Her eyes cut to mine in warning. “No,” she said. “It wasn’t.”
I inclined my head and let the matter rest. Her face did something I almost caught—there and gone in the second before she felt me looking and put it away. Whatever it was, it cost her something. I could see that much even after she'd hidden it.
I turned back to the fire and didn't ask.
When she crossed to the far side of camp to clean her weapons, I checked the blood stores. Fourteen days, rationed. We were on day one, with resupply points ahead if the map held and no one tried to kill us at every crossing. Fine, I told myself, and returned the case to my pack.
“I’ll take first watch,” I said.
Her hand paused over the line of blades laid out beside her knee. “Generous.”
“Practical.”
“There’s that word again.”
I fixed my attention on the dark beyond the farmstead wall.
“You’ve been riding—poorly, I might add—for twenty-five miles.
You were injured badly enough three weeks ago to sleep through the better part of a week, and you’re still recovering, whether you find that convenient or not.
You’ve also disappeared into the shadows three times in the last hour to check something you don’t want me asking about, and each time you returned looking worse. ”
She stared at me, her eyes glassy in the firelight.
I met her gaze. “First watch is mine.”
For a moment, I thought she might argue.
Then she gave a small, humorless smile and picked up her dagger. “Careful, Veyne. Someone might mistake that for concern.”
“They would be mistaken.”
“Obviously.”
She went back to her blades.
Six of them lay in a row she would have denied was precise, the dagger last. The one that lived in her hand. The one she flipped without thinking. She ran the whetstone along its edge in long, even strokes and stared into the fire as if it had personally offended her.
What she did not do was sleep.
She made a respectable effort at pretending otherwise, stretched out on her bedroll with her back to the fire and one hand tucked beneath the edge of her coat where the dagger had disappeared.
Her breathing slowed by careful degrees.
Her shoulders softened by deliberate increments.

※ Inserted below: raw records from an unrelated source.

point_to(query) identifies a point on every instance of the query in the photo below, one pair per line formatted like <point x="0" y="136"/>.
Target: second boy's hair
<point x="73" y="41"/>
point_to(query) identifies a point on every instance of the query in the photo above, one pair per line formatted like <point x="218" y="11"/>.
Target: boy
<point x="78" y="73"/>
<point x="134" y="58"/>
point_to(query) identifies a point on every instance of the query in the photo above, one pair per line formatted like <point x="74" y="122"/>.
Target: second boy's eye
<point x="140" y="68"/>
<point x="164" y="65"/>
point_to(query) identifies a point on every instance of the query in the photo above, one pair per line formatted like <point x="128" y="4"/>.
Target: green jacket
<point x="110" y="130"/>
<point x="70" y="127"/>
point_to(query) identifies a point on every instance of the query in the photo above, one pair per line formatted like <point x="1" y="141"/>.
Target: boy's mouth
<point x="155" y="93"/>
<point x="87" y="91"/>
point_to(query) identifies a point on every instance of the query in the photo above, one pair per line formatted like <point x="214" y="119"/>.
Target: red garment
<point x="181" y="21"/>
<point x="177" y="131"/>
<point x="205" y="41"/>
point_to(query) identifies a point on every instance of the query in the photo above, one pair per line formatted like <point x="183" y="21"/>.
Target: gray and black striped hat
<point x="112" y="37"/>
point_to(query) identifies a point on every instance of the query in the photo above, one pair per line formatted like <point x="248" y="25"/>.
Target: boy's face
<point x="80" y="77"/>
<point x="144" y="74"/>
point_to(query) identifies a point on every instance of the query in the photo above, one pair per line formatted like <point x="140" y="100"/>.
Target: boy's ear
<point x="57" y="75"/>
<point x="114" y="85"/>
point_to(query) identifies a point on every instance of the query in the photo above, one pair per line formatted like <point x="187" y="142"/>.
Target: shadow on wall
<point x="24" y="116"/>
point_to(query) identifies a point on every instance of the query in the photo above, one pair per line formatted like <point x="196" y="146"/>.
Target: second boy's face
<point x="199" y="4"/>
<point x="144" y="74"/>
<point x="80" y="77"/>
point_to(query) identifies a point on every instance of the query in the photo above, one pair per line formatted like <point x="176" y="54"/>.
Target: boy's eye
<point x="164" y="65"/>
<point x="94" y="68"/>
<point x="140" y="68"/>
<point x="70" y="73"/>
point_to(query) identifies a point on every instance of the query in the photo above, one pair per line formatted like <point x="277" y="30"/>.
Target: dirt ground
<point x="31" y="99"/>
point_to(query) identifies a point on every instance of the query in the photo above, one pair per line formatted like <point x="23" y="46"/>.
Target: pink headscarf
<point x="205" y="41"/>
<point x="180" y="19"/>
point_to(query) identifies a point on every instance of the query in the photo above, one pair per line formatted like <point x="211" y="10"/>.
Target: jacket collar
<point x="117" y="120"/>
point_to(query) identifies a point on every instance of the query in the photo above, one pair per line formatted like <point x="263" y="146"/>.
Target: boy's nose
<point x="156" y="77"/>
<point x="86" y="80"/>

Even the long line of her body was convincing at a glance—loose, exhausted, surrendered to the night.
At a glance.
I was not glancing.
I took first watch and let her pretend.
By the time I completed my third circuit of the perimeter, she’d refined the performance. Her breathing had evened. Her fingers had gone slack beneath the fold of her coat. Every visible part of her suggested sleep with admirable commitment.
Except for the stillness.
Sleeping people shifted. Dreamed. Surrendered, eventually, to the small indignities of the body. Nadia lay too precisely, too deliberately arranged, a blade pretending to be harmless because someone had set a blanket over it.
The fire burned down between us, and the quiet had a presence to it.
I thought about her hand against the shadow at the wall.
The expression she'd put away before I could read it.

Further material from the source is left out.